University of Toledo granted $2 million for water renovations
The state of Ohio granted the University of Toledo over $2 million to implement campus water renovations.
According to a press release from the state, the university plans to contract with Toledo-based Trane U.S. Inc. and Peak Electric Inc., among others, to add cooling towers and a new chiller in two water plants on the main campus.
As stated by SPX Cooling Technologies, a cooling tower is a specialized heat exchanger in which air and water are brought into direct contact with each other to reduce the water’s temperature.
“Facilities managers at UT requested chiller water plant upgrades,” Michael Sheehy, a state representative, wrote in an email. “Two chillers on campus, one at north end and one at south end, will provide air conditioning/climate control, not just for personal comfort but for sensitive IT, rare books, etc.

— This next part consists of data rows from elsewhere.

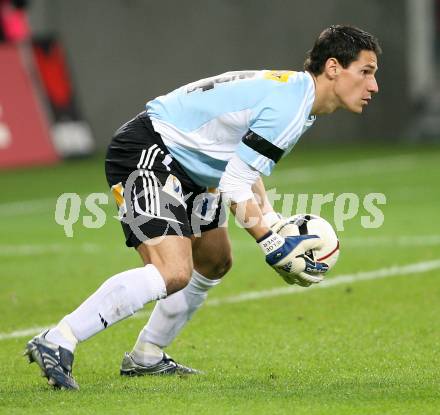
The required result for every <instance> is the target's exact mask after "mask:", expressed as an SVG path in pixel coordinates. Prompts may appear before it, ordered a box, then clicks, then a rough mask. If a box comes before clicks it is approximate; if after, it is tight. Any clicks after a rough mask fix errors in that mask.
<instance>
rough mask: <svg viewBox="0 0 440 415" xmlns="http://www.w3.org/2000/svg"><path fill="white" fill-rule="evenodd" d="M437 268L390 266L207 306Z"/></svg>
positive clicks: (277, 296)
mask: <svg viewBox="0 0 440 415" xmlns="http://www.w3.org/2000/svg"><path fill="white" fill-rule="evenodd" d="M438 268H440V259H437V260H434V261H427V262H417V263H415V264H408V265H403V266H392V267H389V268H381V269H377V270H373V271H366V272H358V273H356V274H347V275H339V276H336V277H333V278H330V279H328V280H324V281H323V282H321V283H319V284H317V285H313V286H311V287H308V288H302V287H298V286H295V285H293V286H289V287H280V288H273V289H271V290H264V291H254V292H249V293H244V294H240V295H236V296H232V297H227V298H223V299H221V298H220V299H217V300H211V301H207V305H210V306H219V305H223V304H233V303H242V302H245V301H251V300H260V299H263V298H271V297H279V296H281V295H288V294H303V293H306V292H309V291H310V290H317V289H324V288H330V287H334V286H335V285H341V284H347V283H354V282H359V281H368V280H377V279H383V278H390V277H397V276H400V275H406V274H413V273H417V272H419V273H422V272H428V271H432V270H434V269H438Z"/></svg>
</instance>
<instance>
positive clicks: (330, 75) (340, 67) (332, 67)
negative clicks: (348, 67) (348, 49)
mask: <svg viewBox="0 0 440 415" xmlns="http://www.w3.org/2000/svg"><path fill="white" fill-rule="evenodd" d="M340 70H341V65H340V64H339V62H338V60H337V59H336V58H328V59H327V61H326V62H325V68H324V71H325V74H326V75H327V77H328V78H329V79H335V78H336V77H337V76H338V75H339V72H340Z"/></svg>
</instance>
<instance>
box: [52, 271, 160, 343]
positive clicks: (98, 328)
mask: <svg viewBox="0 0 440 415" xmlns="http://www.w3.org/2000/svg"><path fill="white" fill-rule="evenodd" d="M166 294H167V293H166V287H165V282H164V280H163V278H162V276H161V275H160V273H159V271H158V269H157V268H156V267H155V266H154V265H152V264H148V265H146V266H145V267H142V268H135V269H131V270H128V271H124V272H121V273H120V274H116V275H114V276H113V277H111V278H109V279H108V280H107V281H106V282H104V284H102V285H101V287H99V288H98V290H97V291H96V292H95V293H94V294H92V295H91V296H90V297H89V298H88V299H87V300H86V301H84V302H83V303H82V304H81V305H80V306H79V307H78V308H77V309H76V310H75V311H74V312H72V313H70V314H68V315H67V316H66V317H64V318H63V320H61V322H60V324H58V326H57V327H55V328H54V329H52V330H50V331H49V333H48V334H47V335H46V339H47V340H49V341H53V342H54V343H56V344H60V345H62V346H63V347H66V348H67V349H69V350H71V351H72V352H73V350H74V349H75V346H76V343H77V342H78V341H83V340H86V339H88V338H89V337H91V336H93V335H94V334H96V333H99V332H100V331H102V330H104V329H105V328H107V327H109V326H111V325H112V324H114V323H116V322H118V321H120V320H122V319H124V318H126V317H129V316H131V315H133V314H134V313H135V312H136V311H138V310H140V309H141V308H142V307H143V306H144V305H145V304H147V303H149V302H150V301H153V300H159V299H161V298H164V297H166ZM69 330H70V332H69Z"/></svg>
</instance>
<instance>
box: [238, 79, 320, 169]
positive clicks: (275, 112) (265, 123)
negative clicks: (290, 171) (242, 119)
mask: <svg viewBox="0 0 440 415" xmlns="http://www.w3.org/2000/svg"><path fill="white" fill-rule="evenodd" d="M313 95H314V92H313V87H312V86H311V85H309V86H308V87H301V88H287V87H284V88H277V89H275V90H274V91H273V92H272V93H271V94H270V95H268V96H267V97H265V98H264V99H263V100H262V101H261V102H259V103H258V105H257V106H255V107H254V108H253V109H252V113H251V118H250V125H249V128H250V129H249V131H248V133H247V134H246V135H245V136H244V137H243V139H242V141H241V142H240V143H239V145H238V149H237V154H238V156H239V157H240V158H241V159H242V160H243V161H244V162H245V163H247V164H248V165H250V166H252V167H253V168H254V169H256V170H258V171H259V172H260V173H262V174H264V175H266V176H268V175H270V174H271V172H272V169H273V167H274V166H275V164H276V163H277V162H278V161H279V160H280V159H281V157H283V156H285V155H286V154H287V153H288V152H289V151H290V149H291V148H292V147H293V146H294V145H295V144H296V142H297V141H298V139H299V137H300V135H301V133H302V131H303V127H304V123H305V120H306V119H307V116H308V114H306V113H307V112H308V111H309V110H310V107H311V102H313Z"/></svg>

Sheehy described the process of this specific financing.
“Before these funds are released at the state level, funds must get the authorization from the State Controlling Board. My representative on the board voted to release the funds which had previously been voted on in the General Assembly,” Sheehy wrote.
Associate Vice President for Facilities and Construction Jason Toth said he predicts substantial improvements.

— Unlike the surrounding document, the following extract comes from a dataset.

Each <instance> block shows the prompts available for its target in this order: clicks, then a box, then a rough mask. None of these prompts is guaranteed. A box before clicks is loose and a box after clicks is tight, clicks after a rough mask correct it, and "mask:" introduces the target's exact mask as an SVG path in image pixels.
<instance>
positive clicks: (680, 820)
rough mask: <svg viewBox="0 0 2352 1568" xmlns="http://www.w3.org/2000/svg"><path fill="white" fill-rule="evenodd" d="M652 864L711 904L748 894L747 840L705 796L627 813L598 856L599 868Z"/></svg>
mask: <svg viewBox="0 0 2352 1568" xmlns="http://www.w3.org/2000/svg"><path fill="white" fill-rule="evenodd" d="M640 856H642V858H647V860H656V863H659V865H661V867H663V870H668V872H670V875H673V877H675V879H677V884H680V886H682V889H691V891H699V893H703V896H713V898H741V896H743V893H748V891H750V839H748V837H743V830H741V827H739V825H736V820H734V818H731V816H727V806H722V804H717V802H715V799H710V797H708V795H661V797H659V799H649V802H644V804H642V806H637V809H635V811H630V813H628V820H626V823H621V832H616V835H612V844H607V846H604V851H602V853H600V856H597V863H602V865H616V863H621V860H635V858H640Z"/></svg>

“The project will add capacity to the system, allowing us to better meet the needs of our users while also providing more efficient and less costly equipment,” said Toth.
In accordance with a Filtration Systems Technology website, using cooling tower filtration decreases maintenance costs by ensuring that the system is operating at maximum capacity and increases efficiency by recirculating water and removing particles such as suspended solids.
Students at UT recognize that the improved water renovations and boosted efficiency will aid in providing a comfortable working environment.
“It’s not every day you think about water renovations on campus,” said Kennedy Shaw, a first-year biology major. “But what they are doing here really does matter. When it comes to improving indoor climate conditions, I know for me, I need a comfortable temperature in order to focus on my work.”
Representative Sheehy, a UT graduate, said he holds value in advancements made with his alma mater.
“Any time an improvement is made at the University of Toledo, whether an academic milestone, physical plant improvement or a Rocket sports victory, I take personal pride in that achievement,” Sheehy wrote, “This funding and improvement will serve students today and in the years beyond.”